Speaking of collaboration......Gilead is still in a few. This one cured everyone they treated This one is Sofosbuvir and Simeprevir (TMC435, a PI, very similar to Incivek or Victrelis, but a cleaner side effect profile)
also a more technical write up is on Natap but you have to go there to find the article. There is a chart, but the bottom line is that in every category which they treated they cured. To be fair, I believe they were all null responders, but with minimal staging damage F-0 to F-2
From another natap article;
" Simeprevir is being investigated in combination with PegIFN/RBV in phase III trials and is also being evaluated with Direct-acting Antiviral (DAA) agents in four other phase II interferon-free combinations both with and without ribavirin (RBV)."
one of the Simeprevir trials is with Vertex's VX-135, a compound very similar to Gilead's sofosbuvir.
My point is that there are many many drug treatments being developed which will work. There are actually more drugs in development. This is one reason why the stockholders were so critical of Gilead's high priced buy of 7997 for 11 billion, and it is part of the reason they may have felt they could not afford to share in the profits with Bristol.
Note that many most of these trial will also have trial arms both with and without riba. When they cure everyone such as in the first trial I referenced you can kind of imagine that they probably don't need the riba.
I rather think they will find that adding a third DAA compound might be cleaner, quicker and higher efficacy than using riba.
As you suggest, TMC435 is an NS3 protease inhibitor similar to Incivek or Victrelis. This brings up again the thorny question of resistance for people like me who have already failed tx with a protease inhibitor. There may be an assortment of drugs in development but resistance is still the same old minefield. Lately this topic seems to have been placed on the back burner because 7977 apparently has such a high barrier to resistance that it is not an issue with 7977 (the jury is still out in my opinion). That is not so for any other drug currently in development, at least to my knowledge.
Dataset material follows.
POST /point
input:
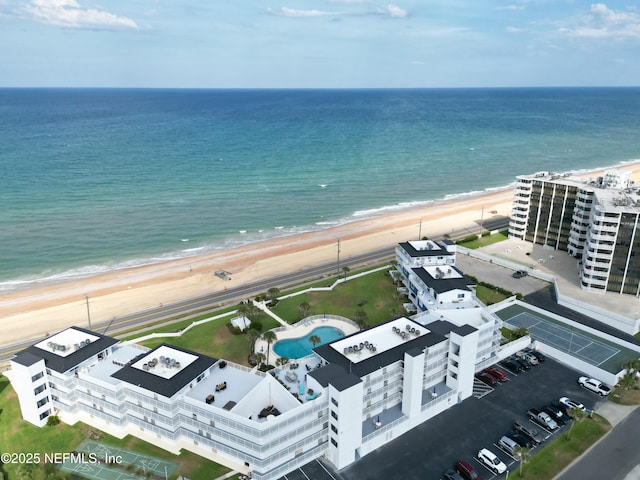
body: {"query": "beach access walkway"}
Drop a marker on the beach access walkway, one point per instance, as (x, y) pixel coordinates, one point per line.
(262, 306)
So for my next tx selection, ideally I will be trying to avoid a protease inhibitor. Also, if I am having an NS5A inhibitor like the BMS drug then I'll want to see a planB that doesn't include one of those either.
Until the cure rate is 100%, nobody can afford to run out of options because they are resistant to all available tx. That is the name of the game we've got here. At least that's how I see it.
Arms Assigned Interventions
Experimental: GS-7977/GS-5885 in treatment naive patients
GS-7977/GS-5885 for 12 weeks
Drug: Fixed Dose GS-7977/GS-5885
Experimental: GS-7977 + GS-9669 in treatment naive patients
GS-7977 + GS-9669 for 12 weeks
Drug: GS-7977 + GS-9669
You'll note that both trial arms are 12 weeks. You'll note that there is no ribavirin in either arm.
I am inferring that ribavirin is possibly not needed to provide SVR's, as was asserted by Quest in this thread (the originating poster). I am assuming that this is based upon the ION 1 trials which commenced in Oct/Nov
"Speaking of collaboration......Gilead is still in a few. This one cured everyone they treated This one is Sofosbuvir and Simeprevir "
Gilead will not collaborate - not enough profit for them.
This trial was started when Pharmasett still owned Sofosbuvir (then PSI-7977)
Don't hold your breath for any further development of Sofos+Simeprevir,
even though both drugs are very advanced in testing any the combination could have been approved very quickly, and the results are excellent.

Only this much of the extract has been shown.